0

I have a Java Swing GUI client that communicates with a WildFly server.

standalone-full.xml

<jms-queue name="goReceiveFmSvrQueue">
  <entry name="java:/jboss/exported/jms/goReceiveFmSvrQueue"/>
  <durable>true</durable>
</jms-queue>
<jms-queue name="goSendToSvrQueue">
  <entry name="java:jboss/exported/jms/goSendToSvrQueue"/>
  <durable>true</durable>
</jms-queue>

My client has a Runnable MsgCenterSend class. It instantiates MsgCenterSend. then calls msgCenter.run() to start a connection. Then used msgCenter.send() to send a message.

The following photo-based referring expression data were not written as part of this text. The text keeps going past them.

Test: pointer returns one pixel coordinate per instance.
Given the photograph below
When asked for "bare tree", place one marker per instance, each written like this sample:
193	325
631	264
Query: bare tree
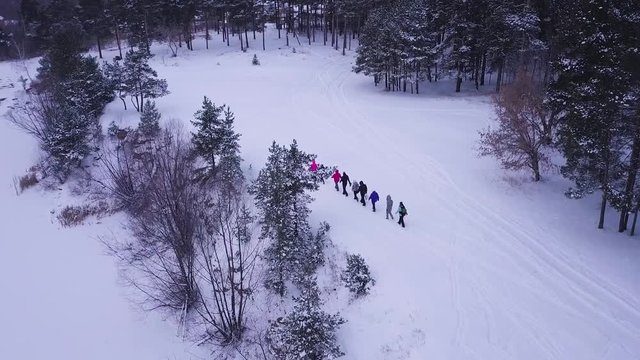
226	263
121	176
525	127
63	133
163	253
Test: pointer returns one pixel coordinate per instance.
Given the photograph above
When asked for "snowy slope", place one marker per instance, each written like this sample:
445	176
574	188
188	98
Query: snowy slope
490	266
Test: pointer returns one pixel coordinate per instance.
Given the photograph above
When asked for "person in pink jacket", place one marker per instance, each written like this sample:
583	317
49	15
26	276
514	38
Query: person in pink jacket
336	178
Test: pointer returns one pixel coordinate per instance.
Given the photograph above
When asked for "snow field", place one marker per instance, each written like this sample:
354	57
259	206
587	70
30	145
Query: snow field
489	266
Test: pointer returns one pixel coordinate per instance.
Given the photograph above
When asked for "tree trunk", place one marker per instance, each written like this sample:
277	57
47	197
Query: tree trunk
309	23
344	41
417	78
278	25
206	30
635	218
459	77
499	76
333	31
324	25
476	74
118	41
535	166
634	164
484	68
99	47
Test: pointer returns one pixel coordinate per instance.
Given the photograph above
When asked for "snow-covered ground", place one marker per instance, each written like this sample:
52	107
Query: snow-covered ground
490	265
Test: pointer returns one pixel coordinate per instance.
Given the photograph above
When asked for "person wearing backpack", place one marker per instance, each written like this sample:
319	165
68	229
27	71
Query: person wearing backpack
363	192
345	180
356	189
374	199
403	212
389	207
336	178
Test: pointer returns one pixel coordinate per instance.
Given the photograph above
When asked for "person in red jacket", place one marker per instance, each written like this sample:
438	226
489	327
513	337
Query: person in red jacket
336	178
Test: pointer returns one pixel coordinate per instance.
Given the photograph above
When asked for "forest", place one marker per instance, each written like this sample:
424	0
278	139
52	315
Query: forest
564	81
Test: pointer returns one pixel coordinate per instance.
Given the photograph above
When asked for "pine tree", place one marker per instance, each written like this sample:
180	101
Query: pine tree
356	276
141	80
114	72
206	139
229	171
67	139
150	120
587	94
280	192
307	333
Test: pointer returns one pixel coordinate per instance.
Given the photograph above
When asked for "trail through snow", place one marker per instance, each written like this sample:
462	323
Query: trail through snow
490	266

And msgCenter.stop() to close it when the client closes.

Does that make sense?

Or Should the client just create a connection, session, destination and producer every time it needs to send message? And if it does that should it be done in a separate Thread?

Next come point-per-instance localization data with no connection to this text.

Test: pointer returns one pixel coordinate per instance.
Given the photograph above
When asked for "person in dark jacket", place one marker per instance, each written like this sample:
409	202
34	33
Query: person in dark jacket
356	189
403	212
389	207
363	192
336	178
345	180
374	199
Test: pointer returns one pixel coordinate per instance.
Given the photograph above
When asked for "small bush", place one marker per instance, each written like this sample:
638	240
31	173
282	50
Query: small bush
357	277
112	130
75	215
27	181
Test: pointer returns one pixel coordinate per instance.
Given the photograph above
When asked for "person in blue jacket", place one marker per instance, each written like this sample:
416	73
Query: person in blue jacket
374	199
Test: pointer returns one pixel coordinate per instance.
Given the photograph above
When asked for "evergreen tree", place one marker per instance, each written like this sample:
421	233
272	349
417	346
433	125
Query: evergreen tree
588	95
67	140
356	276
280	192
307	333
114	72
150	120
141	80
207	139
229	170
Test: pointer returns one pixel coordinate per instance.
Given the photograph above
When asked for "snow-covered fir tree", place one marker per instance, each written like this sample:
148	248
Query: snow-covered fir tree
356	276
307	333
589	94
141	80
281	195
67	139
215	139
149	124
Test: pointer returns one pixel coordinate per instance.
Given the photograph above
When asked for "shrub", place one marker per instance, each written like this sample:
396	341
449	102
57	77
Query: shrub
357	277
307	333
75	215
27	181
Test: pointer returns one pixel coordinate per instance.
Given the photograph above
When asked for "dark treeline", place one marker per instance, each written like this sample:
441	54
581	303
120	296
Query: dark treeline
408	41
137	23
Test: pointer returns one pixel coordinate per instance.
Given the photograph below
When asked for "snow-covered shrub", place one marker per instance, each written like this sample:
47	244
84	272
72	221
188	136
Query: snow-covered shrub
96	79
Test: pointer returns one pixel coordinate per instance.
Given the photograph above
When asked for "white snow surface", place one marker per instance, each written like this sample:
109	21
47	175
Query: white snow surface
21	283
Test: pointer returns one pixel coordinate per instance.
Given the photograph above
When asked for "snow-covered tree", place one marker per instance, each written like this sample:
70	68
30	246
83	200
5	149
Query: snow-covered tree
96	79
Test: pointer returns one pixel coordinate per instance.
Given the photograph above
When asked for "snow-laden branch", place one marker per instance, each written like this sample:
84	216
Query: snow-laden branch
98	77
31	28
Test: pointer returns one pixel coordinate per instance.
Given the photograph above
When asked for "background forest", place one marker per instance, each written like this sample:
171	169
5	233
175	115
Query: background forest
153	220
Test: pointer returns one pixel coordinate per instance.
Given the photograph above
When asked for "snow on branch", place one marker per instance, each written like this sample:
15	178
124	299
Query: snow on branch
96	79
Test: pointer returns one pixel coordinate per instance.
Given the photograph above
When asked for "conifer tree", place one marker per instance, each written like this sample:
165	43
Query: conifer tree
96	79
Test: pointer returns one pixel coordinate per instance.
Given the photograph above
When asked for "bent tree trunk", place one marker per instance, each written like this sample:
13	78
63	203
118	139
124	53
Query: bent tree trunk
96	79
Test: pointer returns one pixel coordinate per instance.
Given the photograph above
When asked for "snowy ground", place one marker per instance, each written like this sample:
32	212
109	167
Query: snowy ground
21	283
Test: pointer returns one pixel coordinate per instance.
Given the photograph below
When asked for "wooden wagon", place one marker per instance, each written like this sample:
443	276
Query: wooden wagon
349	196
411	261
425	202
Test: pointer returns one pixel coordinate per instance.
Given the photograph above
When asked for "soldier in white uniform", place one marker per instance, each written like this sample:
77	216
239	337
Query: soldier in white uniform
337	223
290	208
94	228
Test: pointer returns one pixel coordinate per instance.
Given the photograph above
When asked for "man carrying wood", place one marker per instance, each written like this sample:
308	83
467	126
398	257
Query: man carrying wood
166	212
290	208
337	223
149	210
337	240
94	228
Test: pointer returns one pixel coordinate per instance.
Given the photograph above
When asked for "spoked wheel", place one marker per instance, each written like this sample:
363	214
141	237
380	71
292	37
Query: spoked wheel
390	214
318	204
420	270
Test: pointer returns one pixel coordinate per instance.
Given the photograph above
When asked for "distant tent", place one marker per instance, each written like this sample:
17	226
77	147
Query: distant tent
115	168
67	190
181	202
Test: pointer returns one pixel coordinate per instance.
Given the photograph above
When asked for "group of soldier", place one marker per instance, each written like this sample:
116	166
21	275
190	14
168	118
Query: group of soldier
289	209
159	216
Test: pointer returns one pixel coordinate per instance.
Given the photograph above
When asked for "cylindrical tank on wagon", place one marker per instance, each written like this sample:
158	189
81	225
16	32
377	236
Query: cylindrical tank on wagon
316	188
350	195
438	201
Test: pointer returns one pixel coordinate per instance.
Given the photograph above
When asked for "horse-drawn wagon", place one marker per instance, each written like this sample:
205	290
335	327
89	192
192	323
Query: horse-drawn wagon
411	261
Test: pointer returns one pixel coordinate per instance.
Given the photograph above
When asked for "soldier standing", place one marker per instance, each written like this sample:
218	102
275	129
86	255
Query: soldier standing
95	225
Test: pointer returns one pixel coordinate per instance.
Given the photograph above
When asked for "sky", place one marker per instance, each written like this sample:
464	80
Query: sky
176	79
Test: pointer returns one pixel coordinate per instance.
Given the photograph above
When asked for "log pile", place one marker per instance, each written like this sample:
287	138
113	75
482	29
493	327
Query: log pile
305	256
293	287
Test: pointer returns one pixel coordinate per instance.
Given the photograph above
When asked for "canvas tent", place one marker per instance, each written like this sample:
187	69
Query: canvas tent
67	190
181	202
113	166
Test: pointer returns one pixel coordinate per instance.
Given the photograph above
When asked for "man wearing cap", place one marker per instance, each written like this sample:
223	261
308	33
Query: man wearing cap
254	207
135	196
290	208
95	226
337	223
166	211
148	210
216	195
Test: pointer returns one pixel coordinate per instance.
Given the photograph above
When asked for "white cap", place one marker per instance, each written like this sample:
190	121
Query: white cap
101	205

public class MsgCenterSend implements Runnable {
  private Connection       connection             = null;
  private MessageProducer  msgProducer            = null;
  private Session          session                = null;

  public void run() {
      Context ctx = new InitialContext(/*connection propoerties*/);
      HornetQJMSConnectionFactory jmsConnectionFactory = (HornetQJMSConnectionFactory) ctx.lookup("jms/RemoteConnectionFactory");
      this.connection = jmsConnectionFactory.createConnection("jmsuser", "jmsuser@123");
      this.session = connection.createSession(false, Session.AUTO_ACKNOWLEDGE);
      Destination sendToDestination = (Destination) ctx.lookup("jms/goSendToSvrQueue");
      this.msgProducer = this.session.createProducer(sendToDestination);
      this.connection.start();
  }

  public boolean sendMsg (/*parameters*/) { 
    ObjectMessage message = this.session.createObjectMessage();
    // set MessageObject and Properties
    this.msgProducer.send(message);
  }

  public void stop () 
      this.connection.stop();
    }
  }
}

The client uses stop() on exit.

For now my MessageBean looks like:

@MessageDriven(  
  activationConfig ={  
    @ActivationConfigProperty(propertyName="destinationType", propertyValue="javax.jms.Queue"),  
    @ActivationConfigProperty(propertyName="maxSession",propertyValue="1"),  
    @ActivationConfigProperty(propertyName="destination", propertyValue="jms/goSendToSvrQueue")
  }) 
public class GoMsgBean implements MessageListener {
  @ApplicationScoped
  @Inject
  JMSContext jmsCtx;
  //This is queue client listens to.  Server sends replies to it.
  @Resource(name = "java:jboss/exported/jms/goReceiveFmSvrQueue")  
  private Queue svrSendQueue; 


  public GoMsgBean () {
  }

  @PostConstruct
  public void myInit () {
    System.out.println("XXXXXXXXXX Post Construct - GoMsgBean XXXXXXXXXX");
  }
  @PreDestroy
  public void myDestroy () {
    System.out.println("XXXXXXXXXX Post Destroy - logger XXXXXXXXXX");
  }

  public void onMessage(Message msg) {
    System.out.println("XXXXXXXXXX MessageBean received a Message XXXXXXXXX");
  }
}
George
  • 509
  • 2
  • 9
  • 25

2 Answers2

1

Even infrequent I don't see a problem keeping the connection open, unless you have serious resource constraints, messaging protocols are usually light-weight enough to just keep open and not worry about connect/disconnect/reconnect. ActiveMQ's documentation says exactly that, and though I can't find the per-connection memory overhead it's not a lot. There's also server-side configuration that can help manage large volumes of messages, but again, I'm not worried about it.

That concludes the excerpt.